I also have the need to calculate hashes based on this binary representation. Let's call the method that performs the hashing "hash
".
As I dislike redundancy here, I don't want to implement code twice. But I would also like to be able to calculate a hash value from non-async functions. That should not be a problem as calculating the hash will not require any I/O and is fast in my use case.

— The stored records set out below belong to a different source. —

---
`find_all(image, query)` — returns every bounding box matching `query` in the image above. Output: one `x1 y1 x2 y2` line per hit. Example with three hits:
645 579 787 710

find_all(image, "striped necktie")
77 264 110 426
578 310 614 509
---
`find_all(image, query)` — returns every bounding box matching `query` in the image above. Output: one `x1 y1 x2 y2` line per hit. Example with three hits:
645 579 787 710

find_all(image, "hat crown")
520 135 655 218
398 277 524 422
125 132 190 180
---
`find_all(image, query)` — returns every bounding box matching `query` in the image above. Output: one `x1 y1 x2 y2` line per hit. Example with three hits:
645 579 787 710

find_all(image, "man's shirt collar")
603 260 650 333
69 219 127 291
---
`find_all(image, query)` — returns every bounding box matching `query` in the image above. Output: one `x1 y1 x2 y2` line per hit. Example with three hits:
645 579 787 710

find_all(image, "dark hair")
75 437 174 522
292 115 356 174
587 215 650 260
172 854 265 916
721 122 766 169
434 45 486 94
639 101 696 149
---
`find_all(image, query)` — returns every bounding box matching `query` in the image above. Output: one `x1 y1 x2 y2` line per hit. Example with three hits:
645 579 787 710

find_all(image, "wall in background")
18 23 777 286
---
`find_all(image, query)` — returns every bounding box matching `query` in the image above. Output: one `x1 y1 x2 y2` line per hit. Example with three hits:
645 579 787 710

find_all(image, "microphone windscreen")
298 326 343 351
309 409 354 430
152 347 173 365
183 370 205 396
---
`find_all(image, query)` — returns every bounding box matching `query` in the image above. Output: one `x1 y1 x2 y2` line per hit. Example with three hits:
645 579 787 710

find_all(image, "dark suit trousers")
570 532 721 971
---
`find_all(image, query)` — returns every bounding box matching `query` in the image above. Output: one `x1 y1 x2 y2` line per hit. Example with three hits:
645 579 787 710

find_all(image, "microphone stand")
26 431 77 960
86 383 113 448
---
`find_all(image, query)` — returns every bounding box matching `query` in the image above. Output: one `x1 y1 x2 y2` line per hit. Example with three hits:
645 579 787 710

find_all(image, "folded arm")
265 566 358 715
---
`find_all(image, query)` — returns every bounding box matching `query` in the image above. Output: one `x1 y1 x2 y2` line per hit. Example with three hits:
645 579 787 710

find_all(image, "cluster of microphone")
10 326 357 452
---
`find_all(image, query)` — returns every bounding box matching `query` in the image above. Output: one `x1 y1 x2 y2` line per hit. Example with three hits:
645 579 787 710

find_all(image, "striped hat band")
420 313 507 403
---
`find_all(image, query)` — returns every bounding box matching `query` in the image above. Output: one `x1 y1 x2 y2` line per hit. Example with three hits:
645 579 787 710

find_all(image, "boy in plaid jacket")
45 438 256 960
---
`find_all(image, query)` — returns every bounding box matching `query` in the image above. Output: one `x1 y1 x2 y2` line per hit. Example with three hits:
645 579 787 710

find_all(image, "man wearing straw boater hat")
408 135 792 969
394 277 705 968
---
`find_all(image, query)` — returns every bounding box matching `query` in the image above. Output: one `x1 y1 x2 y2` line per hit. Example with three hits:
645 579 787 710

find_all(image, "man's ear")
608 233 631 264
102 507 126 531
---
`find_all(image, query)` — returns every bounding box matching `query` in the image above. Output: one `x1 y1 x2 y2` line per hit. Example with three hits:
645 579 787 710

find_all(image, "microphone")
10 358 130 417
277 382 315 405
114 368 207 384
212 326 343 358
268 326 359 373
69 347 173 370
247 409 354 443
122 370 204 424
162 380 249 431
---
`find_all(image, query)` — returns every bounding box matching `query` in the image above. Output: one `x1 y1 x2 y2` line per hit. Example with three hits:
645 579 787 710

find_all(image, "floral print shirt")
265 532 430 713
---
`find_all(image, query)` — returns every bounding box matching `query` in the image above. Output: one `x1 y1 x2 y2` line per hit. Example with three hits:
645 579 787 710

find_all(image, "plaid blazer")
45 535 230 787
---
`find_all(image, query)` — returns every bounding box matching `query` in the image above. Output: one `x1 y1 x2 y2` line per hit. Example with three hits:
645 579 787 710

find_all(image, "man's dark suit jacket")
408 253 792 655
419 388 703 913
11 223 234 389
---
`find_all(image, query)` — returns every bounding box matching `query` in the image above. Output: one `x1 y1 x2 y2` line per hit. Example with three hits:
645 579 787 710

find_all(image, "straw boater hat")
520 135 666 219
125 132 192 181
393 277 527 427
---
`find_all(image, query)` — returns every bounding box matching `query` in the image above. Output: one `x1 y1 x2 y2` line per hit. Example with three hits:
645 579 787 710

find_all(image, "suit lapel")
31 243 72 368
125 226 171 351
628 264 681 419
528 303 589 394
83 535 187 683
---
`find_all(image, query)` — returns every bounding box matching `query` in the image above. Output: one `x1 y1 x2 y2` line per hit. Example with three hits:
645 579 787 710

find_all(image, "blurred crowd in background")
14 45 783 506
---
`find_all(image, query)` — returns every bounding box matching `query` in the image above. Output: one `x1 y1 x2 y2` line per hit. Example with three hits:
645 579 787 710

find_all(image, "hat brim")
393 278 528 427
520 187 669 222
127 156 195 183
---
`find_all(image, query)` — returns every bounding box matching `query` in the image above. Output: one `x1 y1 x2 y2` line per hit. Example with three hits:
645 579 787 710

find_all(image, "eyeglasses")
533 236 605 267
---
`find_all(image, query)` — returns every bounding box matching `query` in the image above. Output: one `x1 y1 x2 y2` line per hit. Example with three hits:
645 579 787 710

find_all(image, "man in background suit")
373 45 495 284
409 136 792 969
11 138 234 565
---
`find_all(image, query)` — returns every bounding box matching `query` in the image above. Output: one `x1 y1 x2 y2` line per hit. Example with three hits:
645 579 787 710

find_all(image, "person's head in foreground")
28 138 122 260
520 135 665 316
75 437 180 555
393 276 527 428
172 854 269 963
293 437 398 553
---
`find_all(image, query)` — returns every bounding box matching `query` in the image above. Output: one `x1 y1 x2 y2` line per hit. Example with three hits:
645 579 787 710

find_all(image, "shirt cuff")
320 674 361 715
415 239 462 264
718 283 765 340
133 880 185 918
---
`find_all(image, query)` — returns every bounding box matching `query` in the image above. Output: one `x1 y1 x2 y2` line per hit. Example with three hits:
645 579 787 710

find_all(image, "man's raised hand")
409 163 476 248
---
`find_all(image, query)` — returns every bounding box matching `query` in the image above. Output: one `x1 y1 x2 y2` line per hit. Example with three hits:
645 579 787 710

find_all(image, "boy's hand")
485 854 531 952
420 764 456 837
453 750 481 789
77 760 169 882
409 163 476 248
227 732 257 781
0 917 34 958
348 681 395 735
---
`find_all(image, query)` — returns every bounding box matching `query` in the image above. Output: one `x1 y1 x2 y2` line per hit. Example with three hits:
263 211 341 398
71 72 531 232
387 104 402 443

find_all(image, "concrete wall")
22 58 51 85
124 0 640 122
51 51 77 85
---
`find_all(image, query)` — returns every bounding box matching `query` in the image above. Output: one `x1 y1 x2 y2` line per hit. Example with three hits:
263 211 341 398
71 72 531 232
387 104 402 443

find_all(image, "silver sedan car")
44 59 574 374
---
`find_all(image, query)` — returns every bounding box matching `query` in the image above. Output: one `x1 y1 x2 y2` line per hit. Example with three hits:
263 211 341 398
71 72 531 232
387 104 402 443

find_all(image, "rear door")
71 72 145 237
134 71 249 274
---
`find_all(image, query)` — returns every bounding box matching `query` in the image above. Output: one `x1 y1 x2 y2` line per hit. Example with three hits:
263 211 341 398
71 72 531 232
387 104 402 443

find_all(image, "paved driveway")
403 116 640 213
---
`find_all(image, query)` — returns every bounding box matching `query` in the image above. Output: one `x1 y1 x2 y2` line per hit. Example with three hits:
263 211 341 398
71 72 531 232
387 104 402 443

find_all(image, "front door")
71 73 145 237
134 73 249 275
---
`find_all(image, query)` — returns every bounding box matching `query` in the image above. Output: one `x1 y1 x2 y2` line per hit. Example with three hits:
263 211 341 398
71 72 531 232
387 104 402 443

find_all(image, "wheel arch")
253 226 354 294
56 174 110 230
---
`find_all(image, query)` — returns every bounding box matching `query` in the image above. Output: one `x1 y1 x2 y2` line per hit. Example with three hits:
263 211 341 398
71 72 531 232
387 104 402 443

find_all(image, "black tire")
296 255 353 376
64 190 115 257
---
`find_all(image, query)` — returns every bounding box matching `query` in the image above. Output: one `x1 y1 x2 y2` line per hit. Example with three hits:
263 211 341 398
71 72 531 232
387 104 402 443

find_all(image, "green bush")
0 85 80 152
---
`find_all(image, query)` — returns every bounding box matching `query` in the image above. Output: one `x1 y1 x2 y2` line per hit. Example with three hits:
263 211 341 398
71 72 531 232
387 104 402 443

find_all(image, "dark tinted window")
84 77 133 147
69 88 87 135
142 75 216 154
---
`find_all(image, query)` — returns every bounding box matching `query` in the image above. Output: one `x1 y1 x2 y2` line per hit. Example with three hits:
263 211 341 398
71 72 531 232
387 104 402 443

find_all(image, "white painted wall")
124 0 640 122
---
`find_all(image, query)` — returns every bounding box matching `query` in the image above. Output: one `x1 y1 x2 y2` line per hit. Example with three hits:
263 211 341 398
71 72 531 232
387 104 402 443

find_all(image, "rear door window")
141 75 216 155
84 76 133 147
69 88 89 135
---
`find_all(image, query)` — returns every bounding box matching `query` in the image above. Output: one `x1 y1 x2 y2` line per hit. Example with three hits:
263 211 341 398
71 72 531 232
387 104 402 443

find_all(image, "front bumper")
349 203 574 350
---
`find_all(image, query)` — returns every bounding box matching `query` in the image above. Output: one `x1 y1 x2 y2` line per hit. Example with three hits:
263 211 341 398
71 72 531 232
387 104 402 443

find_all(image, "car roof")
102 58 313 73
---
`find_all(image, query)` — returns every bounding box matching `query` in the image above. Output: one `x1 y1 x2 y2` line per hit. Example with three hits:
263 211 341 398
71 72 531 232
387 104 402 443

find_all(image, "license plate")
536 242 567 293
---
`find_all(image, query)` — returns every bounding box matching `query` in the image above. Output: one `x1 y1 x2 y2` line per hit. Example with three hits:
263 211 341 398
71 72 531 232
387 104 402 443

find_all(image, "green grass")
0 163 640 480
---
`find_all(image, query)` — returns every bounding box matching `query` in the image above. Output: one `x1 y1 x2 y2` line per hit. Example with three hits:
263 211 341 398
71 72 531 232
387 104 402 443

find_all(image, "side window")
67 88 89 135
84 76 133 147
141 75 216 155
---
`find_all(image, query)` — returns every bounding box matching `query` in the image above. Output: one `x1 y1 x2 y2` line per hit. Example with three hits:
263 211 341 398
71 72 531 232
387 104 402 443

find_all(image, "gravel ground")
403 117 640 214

However, I cannot define a function (dump
) that sometimes is async
and sometimes isn't.
I solved this by convention:
use async_trait::async_trait;
use futures::future::FutureExt;
use std::pin::Pin;
use std::task::{Context, Poll};
use tokio::io::{self, AsyncWrite, AsyncWriteExt};
use tokio::task::unconstrained;
#[async_trait]
trait BinaryRepr {
// CONVENTION:
// `dump` must only yield due to calling methods on `writer`
async fn dump<W: AsyncWrite + Unpin + Send>(
&self,
writer: &mut W,
) -> io::Result<()>;
fn hash(&self) -> u8 {
let mut hasher = Hasher::new();
unconstrained(self.dump(&mut hasher))
.now_or_never()
.unwrap()
.unwrap();
hasher.finalize()
}
}
Notice the now_or_never
method (originating from futures::future::FutureExt
) followed by two unwrap()
s, which panics at run-time unless dump
immediately returns with a success (which it, by convention, always will when using Hasher
as writer).
I used tokio::task::unconstrained
to avoid unnecessary yields (e.g. if dump
internally uses Tokio message queues or similar). (See also Async write into Vec, but note that by convention, this might be the responsibility of the implementation of dump
anyway, so could be left out here.)
I can then implement Hasher
, for example, as follows:
struct Hasher {
state: u8,
}
impl Hasher {
fn new() -> Self {
Hasher { state: 0u8 }
}
fn digest<T: AsRef<[u8]>>(&mut self, bytes: T) {
for byte in bytes.as_ref() {
self.state = self.state.wrapping_add(*byte);
}
}
fn finalize(self) -> u8 {
self.state
}
}
Now I must make Hasher
implementing AsyncWrite
in such a way that writes won't ever be pending:
impl AsyncWrite for Hasher {
fn poll_write(
self: Pin<&mut Self>,
_: &mut Context<'_>,
buf: &[u8],
) -> Poll<io::Result<usize>> {
Pin::into_inner(self).digest(buf);
Poll::Ready(Ok(buf.len()))
}
fn poll_flush(
self: Pin<&mut Self>,
_: &mut Context<'_>,
) -> Poll<io::Result<()>> {
Poll::Ready(Ok(()))
}
fn poll_shutdown(
self: Pin<&mut Self>,
_: &mut Context<'_>,
) -> Poll<io::Result<()>> {
Poll::Ready(Ok(()))
}
}
I can then use everything as follows:
struct Packet {
content: String,
}
#[async_trait]
impl BinaryRepr for Packet {
async fn dump<W>(
&self,
writer: &mut W,
) -> io::Result<()>
where
W: AsyncWrite + Unpin + Send,
{
writer
.write(
format!(
"Packet len={}\n",
self.content.len()
)
.as_ref(),
)
.await?;
writer.write(self.content.as_ref()).await?;
Ok(())
}
}
// NOTE: `main` isn't async here!
fn main() {
println!("Hash: {}", (Packet { content: "Hello".to_string() }).hash());
}
I would consider the dump
method being semi-asynchronous, because it will only yield if method calls to its argument (writer
) yield. Unfortunately, this isn't reflected in any way by its type – any implementation that violates this convention will lead to a run-time panic.
While I dislike the panics, I wasn't able to come up with any better solution for my problem. I would appreciate feedback on my idea. Is it a reasonable way to solve this? Am I thinking too complicated?